The feeling of his arousal pressing up against me brings me back down to earth and I compose myself enough to break the kiss. As I pull back, I can see the dazed look in his eyes. I lean back in to whisper not so quietly in his ear, making sure mostly everyone can hear.         

"Maybe if you had a little less dick in your personality and a little bit more in your pants, I'd actually consider fucking you." I pull back and quickly get off his lap but not before catching his baffled expression. People have started to laugh and I can tell he still has no clue what the fuck just happened.         

With those lovely last few words, I leave the room before he can respond. Because I know from experience, that he has just as much dick in his pants as he does in his personality.             

I manage to get out but I have no clue where I'm going. I pass the kitchen and see the open doors leading into the backyard so that's where I go. Air. I need air. I'm still in shock over what just happened and I'm not completely sure I didn't just make the whole thing up. I just can't believe someone would even have the nerve to act like that.   

Someone clears their throat behind me and I turn towards the sound, realizing I am no longer alone. Today is definitely not my fucking day because I'm looking at the last person I ever want to see. At the very least he looks slightly uncomfortable standing there before he finally speaks up, "have we met before?"       

I almost laugh at myself because I actually thought he was going to apologize.

Pathetic.               

"Definitely, not," I respond in a clipped tone.        

"Are you sure, because I could have sworn, I've seen you before?"     

"I'm sure.

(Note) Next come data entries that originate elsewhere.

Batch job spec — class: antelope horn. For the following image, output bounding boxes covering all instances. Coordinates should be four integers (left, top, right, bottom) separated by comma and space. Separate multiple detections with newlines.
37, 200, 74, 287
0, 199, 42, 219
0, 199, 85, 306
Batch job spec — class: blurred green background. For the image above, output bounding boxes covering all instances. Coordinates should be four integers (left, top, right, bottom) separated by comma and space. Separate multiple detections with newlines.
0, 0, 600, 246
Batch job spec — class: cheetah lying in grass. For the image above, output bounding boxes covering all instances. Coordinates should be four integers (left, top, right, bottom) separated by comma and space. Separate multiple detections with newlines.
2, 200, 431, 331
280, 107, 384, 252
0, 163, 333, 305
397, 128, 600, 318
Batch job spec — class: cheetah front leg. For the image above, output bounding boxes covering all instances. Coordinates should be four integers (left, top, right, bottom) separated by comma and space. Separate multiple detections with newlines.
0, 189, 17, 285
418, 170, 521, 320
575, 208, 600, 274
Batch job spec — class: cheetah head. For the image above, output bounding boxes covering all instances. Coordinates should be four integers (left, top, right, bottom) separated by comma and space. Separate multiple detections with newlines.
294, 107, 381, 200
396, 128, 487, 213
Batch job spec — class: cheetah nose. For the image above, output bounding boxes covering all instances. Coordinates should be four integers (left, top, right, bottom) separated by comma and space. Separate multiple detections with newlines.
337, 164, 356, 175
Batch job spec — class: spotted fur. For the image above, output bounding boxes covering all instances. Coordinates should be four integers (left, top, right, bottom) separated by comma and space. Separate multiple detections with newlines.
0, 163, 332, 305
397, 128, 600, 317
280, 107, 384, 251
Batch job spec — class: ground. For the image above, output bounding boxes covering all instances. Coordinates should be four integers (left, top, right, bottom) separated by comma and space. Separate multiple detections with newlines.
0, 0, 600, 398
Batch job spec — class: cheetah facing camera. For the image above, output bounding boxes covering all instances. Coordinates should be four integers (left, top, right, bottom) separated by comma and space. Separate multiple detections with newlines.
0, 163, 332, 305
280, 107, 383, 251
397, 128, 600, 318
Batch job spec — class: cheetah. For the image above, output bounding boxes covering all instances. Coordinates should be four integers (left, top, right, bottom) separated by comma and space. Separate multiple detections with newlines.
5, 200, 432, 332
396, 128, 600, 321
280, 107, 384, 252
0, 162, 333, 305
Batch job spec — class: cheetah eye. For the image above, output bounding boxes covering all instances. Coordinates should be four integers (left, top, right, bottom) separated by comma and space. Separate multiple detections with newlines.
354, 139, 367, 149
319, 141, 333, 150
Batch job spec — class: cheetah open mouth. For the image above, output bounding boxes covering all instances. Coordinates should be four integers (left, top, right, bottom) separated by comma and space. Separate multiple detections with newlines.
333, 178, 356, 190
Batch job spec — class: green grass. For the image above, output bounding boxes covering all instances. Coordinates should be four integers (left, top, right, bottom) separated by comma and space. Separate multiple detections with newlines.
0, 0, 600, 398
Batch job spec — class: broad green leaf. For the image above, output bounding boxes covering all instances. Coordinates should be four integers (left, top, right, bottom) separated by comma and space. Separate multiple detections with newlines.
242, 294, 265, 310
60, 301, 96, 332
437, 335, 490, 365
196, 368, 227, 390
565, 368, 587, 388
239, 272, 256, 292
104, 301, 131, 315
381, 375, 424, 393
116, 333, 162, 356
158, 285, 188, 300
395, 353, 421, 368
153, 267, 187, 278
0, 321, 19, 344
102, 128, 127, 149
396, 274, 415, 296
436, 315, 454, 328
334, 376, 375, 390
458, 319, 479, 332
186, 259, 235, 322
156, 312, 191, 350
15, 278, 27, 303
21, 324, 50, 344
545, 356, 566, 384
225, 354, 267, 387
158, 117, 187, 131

I don't associate with your kind."       

 "And what's my kind?"           

I look him in the eyes when I say, "misogynistic pigs." 

He breaks eye contact first, looking down to the ground and if I didn't know better, I would swear I can feel the shame radiating off of him. As it should.

It takes him a while to respond but when he does, he comes up with, "look, for what it's worth, I'm sorry."    

I almost feel the need to forgive him before he opens that God forsaken mouth if his and adds, "but to be completely honest, you're missing out. And you did go through with the dare, so my offer still stands. We could still go upstairs and have some fun." He finishes that lovely thought with a wink and I'm about to lose my shit.     

Now I'm the one asking myself if he is real. Do people like him really exist or is my mind playing tricks on me. I honestly thought assholes like him only existed in the world of fiction, safely tucked away between the pages of a book or the screen of a television. I'm rarely rendered speechless, but this moment right here is one of them.   

I decide to not waste another second on him and scoff while mumbling, "unfucking believable," more to myself than him. And because there's really nothing else left to say, I go inside where I quickly find Mia to let her know I'm leaving.